Мне казалось, что я уже закончила со своим детским прошлым, но проходит совсем немного времени, и опять подсознание зовет работать. Дискомфорт какой-то внутри, прямо везде. Вхожу в это чувство и зову коуча.

— … Вижу, как светится приборная панель и темная дорога впереди. Это — в машине, сижу на переднем сиденье рядом с водителем, мне лет десять. Я радостно вскрикнула: «Ой, зайчик, смотрите!» Отец останавливает машину и, повернувшись ко мне, несколько раз бьет рукой по голове, приговаривая: «Запомни раз и навсегда, нельзя отвлекать водителя, когда он за рулем». И поехал дальше. Мама сзади молчит.

— Что ты чувствуешь?

— Это не было замечание. Это была очередная злая жестокая расправа. Я отвернулась к черному боковому стеклу, пряча слезы. Я ненавидела его в тот момент каждой клеточкой своего существа. И не понимала. Совсем. Раньше я обижалась, что бабушка забрала меня от родителей, совсем манушкой, как она говорила.
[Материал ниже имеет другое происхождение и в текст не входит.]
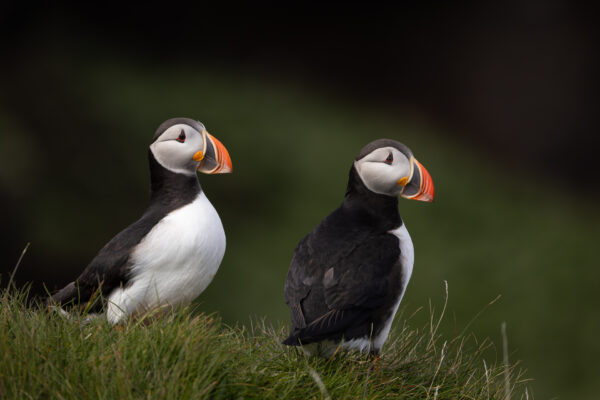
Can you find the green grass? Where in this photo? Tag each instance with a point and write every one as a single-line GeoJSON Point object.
{"type": "Point", "coordinates": [45, 355]}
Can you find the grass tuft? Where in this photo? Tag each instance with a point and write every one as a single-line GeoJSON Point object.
{"type": "Point", "coordinates": [44, 354]}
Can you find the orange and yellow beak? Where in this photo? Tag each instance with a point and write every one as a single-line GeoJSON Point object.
{"type": "Point", "coordinates": [420, 185]}
{"type": "Point", "coordinates": [214, 158]}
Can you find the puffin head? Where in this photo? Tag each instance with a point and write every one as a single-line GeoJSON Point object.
{"type": "Point", "coordinates": [183, 146]}
{"type": "Point", "coordinates": [388, 167]}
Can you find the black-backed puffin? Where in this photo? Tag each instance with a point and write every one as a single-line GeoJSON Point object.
{"type": "Point", "coordinates": [347, 277]}
{"type": "Point", "coordinates": [171, 254]}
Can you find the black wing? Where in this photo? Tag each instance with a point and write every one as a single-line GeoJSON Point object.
{"type": "Point", "coordinates": [109, 269]}
{"type": "Point", "coordinates": [337, 282]}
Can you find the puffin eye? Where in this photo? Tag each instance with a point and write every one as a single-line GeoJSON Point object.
{"type": "Point", "coordinates": [390, 159]}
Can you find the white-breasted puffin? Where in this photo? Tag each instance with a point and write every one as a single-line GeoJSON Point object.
{"type": "Point", "coordinates": [347, 277]}
{"type": "Point", "coordinates": [171, 254]}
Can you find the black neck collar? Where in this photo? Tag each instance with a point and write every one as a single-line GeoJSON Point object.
{"type": "Point", "coordinates": [171, 189]}
{"type": "Point", "coordinates": [371, 208]}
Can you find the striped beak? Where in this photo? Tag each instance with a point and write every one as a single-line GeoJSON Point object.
{"type": "Point", "coordinates": [214, 158]}
{"type": "Point", "coordinates": [419, 185]}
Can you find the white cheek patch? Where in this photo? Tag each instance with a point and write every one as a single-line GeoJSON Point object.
{"type": "Point", "coordinates": [176, 156]}
{"type": "Point", "coordinates": [169, 155]}
{"type": "Point", "coordinates": [380, 177]}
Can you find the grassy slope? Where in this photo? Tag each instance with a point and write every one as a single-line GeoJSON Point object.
{"type": "Point", "coordinates": [490, 231]}
{"type": "Point", "coordinates": [187, 355]}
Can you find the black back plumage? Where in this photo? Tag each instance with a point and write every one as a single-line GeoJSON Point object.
{"type": "Point", "coordinates": [111, 267]}
{"type": "Point", "coordinates": [344, 276]}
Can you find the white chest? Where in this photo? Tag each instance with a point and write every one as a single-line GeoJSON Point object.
{"type": "Point", "coordinates": [407, 258]}
{"type": "Point", "coordinates": [175, 262]}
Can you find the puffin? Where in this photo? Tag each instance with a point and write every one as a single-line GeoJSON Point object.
{"type": "Point", "coordinates": [170, 255]}
{"type": "Point", "coordinates": [348, 275]}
Теперь понимаю, какое это счастье, что она увезла меня от этого тирана.

— Давай переиграем ситуацию. Смотри, вы едете в машине. Что дальше?
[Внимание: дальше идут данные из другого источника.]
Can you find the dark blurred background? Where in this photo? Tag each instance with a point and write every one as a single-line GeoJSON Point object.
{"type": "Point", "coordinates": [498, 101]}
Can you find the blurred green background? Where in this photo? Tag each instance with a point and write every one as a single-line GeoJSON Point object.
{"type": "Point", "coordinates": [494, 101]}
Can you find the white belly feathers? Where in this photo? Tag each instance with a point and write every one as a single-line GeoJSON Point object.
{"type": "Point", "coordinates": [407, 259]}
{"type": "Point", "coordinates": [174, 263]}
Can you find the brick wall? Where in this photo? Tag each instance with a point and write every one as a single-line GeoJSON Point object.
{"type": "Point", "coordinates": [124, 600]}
— Нет! Постой! Сначала я его ударю и пну больно ботинком несколько раз. И еще, и еще. Гад! Фу. Теперь можно и по-другому.

— Пусть так. Теперь, давай все это переиграем. Смотри, вы едете. Почти ночь. Заяц остановился на обочине. И?

— … Смотрите! Зайчик стоит.

Папа останавливает машину и говорит: «Эх, ружье бы сюда». И, посигналив, спугнул его. Мы поехали дальше.

— И что по-другому?

— Всё. Совершенно все по-другому. Хорошее настроение. Папа по дороге рассказывал про зайцев. А мама сказала, что у него шубка красивая.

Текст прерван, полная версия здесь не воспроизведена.